CODATA Connect Webinar 4: The importance of data cleaning

The fourth webinar in this series, took place on 5th August 2021.

The slides are available at the link: Download Presentation

The recording is available below from Vimeo or in the CODATA GoToWebinar Channel

Date: 05th August 2021
Time: 10 am (UTC)
Duration: 40 min session and 20 min Question Answers (Total 1 hour)

Registration link: https://attendee.gotowebinar.com/register/2137644534742391819

Data cleaning might seem dull and uninteresting, but it’s one of the most important tasks you would have to do as a data science professional. Correcting or removing “dirty data” improves the reliability and value of response data for better decision-making. Data cleaning involves the detection and removal (or correction) of errors and inconsistencies in a data set due to the corruption/irrelevance or inaccurate entry of the data. Incomplete, inaccurate or irrelevant data is identified and then either replaced, modified or deleted.
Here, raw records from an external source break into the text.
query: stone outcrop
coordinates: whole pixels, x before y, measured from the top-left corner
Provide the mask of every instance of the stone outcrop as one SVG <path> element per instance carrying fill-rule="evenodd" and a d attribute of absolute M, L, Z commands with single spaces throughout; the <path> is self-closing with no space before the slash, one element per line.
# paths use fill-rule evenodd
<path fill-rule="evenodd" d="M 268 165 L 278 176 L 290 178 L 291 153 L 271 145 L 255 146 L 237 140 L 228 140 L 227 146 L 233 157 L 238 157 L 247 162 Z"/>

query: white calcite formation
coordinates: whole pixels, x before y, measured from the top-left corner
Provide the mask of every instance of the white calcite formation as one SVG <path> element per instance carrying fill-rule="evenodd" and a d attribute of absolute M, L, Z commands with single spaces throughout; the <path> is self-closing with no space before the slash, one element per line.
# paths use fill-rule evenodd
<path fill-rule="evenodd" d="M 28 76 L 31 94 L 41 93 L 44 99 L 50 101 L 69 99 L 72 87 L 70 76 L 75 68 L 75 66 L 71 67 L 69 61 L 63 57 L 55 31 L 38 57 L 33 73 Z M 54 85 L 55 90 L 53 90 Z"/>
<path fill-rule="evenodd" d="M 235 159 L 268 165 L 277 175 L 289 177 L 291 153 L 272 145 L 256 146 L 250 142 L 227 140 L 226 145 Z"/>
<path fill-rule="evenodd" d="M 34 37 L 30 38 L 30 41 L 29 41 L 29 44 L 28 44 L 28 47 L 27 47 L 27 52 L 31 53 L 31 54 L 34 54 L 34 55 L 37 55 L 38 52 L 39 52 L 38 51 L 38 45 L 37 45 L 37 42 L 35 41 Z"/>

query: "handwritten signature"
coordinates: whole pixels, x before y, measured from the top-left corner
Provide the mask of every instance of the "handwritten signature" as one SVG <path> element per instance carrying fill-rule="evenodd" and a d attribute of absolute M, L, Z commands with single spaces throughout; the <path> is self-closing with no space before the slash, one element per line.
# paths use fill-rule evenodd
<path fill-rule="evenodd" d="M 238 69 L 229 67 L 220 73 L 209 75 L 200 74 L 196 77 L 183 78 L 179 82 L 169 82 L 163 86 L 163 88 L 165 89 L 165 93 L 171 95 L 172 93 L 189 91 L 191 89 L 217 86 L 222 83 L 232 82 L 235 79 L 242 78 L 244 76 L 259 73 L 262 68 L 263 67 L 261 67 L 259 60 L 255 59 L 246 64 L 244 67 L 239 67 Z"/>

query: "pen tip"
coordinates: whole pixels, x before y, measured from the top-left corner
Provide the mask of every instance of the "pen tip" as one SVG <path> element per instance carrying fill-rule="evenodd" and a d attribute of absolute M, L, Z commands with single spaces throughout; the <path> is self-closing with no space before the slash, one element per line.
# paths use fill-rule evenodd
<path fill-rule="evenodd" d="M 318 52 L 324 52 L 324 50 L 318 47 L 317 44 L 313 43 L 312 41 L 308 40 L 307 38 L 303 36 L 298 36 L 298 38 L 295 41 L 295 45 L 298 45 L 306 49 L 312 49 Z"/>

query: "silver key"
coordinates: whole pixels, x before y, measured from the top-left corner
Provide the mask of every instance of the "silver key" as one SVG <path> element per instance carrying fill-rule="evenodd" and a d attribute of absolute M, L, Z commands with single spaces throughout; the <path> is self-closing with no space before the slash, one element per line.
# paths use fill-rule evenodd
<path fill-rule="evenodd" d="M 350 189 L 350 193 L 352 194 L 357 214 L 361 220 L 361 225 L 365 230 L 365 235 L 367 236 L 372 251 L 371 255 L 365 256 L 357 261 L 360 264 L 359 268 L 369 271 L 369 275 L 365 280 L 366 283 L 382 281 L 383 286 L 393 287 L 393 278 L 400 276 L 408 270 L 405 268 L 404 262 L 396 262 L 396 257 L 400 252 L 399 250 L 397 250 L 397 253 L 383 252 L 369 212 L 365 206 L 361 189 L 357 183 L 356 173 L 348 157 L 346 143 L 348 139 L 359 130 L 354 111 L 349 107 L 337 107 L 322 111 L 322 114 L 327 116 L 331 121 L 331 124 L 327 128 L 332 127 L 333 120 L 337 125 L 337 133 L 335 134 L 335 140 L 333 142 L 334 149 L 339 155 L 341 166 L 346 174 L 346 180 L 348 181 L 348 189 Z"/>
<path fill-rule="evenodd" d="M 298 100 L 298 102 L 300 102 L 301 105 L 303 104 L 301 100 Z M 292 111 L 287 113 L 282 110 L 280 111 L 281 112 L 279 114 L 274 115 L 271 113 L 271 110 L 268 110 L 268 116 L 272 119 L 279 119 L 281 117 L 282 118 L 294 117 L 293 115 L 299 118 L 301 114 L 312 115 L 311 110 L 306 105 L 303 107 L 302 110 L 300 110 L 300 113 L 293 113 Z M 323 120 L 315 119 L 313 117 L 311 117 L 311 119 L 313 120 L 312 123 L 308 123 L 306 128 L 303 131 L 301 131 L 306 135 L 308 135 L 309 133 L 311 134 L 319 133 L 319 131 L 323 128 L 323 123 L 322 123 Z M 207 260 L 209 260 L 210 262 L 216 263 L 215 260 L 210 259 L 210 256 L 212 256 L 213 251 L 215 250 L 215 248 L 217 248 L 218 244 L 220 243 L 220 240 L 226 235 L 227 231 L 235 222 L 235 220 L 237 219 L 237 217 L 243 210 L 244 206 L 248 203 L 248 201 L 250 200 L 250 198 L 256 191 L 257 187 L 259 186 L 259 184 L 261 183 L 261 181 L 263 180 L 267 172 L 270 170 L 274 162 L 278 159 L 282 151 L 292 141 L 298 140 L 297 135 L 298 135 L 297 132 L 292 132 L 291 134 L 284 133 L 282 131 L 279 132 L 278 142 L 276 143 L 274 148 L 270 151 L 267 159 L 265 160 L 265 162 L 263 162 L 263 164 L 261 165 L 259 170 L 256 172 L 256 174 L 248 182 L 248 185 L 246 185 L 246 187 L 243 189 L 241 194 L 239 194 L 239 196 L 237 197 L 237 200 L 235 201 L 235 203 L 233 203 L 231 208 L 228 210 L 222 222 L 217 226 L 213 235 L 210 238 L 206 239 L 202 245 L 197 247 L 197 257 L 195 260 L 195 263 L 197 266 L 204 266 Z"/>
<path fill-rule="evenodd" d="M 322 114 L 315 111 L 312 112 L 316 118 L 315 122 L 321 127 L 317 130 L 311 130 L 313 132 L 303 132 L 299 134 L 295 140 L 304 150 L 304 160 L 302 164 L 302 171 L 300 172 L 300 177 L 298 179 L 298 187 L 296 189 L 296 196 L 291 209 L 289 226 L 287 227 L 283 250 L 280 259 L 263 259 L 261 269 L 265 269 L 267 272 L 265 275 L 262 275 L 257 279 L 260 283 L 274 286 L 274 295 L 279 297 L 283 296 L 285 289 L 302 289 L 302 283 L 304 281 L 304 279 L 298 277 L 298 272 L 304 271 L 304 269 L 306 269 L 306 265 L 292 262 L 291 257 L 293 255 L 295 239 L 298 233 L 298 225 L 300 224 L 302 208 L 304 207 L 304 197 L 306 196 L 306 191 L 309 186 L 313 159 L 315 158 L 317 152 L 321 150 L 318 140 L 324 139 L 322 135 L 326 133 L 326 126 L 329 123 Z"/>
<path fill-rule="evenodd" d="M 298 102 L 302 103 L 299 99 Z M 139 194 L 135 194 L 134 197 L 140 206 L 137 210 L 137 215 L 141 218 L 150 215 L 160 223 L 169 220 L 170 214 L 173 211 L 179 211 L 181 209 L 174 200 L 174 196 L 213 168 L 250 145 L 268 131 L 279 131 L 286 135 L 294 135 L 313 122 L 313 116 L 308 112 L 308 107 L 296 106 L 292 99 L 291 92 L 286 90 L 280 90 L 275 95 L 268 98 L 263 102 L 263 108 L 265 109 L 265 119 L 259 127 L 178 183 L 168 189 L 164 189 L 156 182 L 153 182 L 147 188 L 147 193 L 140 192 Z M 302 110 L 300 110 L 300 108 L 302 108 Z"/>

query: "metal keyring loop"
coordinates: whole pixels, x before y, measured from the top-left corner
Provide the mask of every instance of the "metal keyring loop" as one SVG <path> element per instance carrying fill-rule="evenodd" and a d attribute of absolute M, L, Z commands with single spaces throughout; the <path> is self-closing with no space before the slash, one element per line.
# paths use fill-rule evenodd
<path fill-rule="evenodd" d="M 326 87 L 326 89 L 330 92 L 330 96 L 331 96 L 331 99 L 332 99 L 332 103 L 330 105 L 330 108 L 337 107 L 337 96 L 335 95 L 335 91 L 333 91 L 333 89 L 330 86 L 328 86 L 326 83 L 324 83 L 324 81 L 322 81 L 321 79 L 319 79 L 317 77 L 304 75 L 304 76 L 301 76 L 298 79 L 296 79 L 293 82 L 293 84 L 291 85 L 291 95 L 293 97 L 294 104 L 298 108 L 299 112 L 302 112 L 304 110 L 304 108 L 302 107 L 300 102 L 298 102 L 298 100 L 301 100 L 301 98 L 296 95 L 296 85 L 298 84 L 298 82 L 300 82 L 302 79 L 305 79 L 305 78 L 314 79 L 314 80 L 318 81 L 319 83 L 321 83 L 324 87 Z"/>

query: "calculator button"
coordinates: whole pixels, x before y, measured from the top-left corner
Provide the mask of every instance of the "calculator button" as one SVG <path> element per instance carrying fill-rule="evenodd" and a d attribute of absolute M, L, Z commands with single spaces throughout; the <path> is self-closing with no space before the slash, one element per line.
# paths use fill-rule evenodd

Incorrect or inconsistent data can create a number of problems which lead to the drawing of false conclusions. Therefore, data cleaning can be an important element in some data analysis situations. Having wrong or bad quality data can be detrimental to your processes and analysis. Poor data can cause a stellar algorithm to fail. However, data cleaning is not without risks and problems including the loss of important information or valid data.

Data cleansing is also important because it improves your data quality and in doing so, increases overall productivity. When you clean your data, all outdated or incorrect information is gone – leaving you with the highest quality information. This ensures you do not have to wade through countless outdated documents and allows you to make the most of your project hours

Name of the Speaker: Simisani Ndaba
Designation: Teaching Assistant
Affiliation: University of Botswana

Simisani has a history of working in the higher education industry having been working at the Department of Computer Science at the University of Botswana as a Teaching Assistant since 2016. She graduated with her Masters of Science in Computer Information Systems where her research work was based on Information Retrieval in Authorship Identification using authors’ writing styles using PAN at CLEF. PAN is a series of scientific events and shared tasks on digital text forensics and stylometry. Prior to that, she worked as a Business Analyst at the Gauteng Department of Education working on data management and business intelligence in South Africa. She also holds a Bachelor’s degree in Business Information Systems and is due to complete a Post Graduate Diploma in Education, a teacher/trainer qualification in October 2021. She is part of the Ladies in R Botswana based in the University of Botswana and is an assistant in Health Informatics Africa.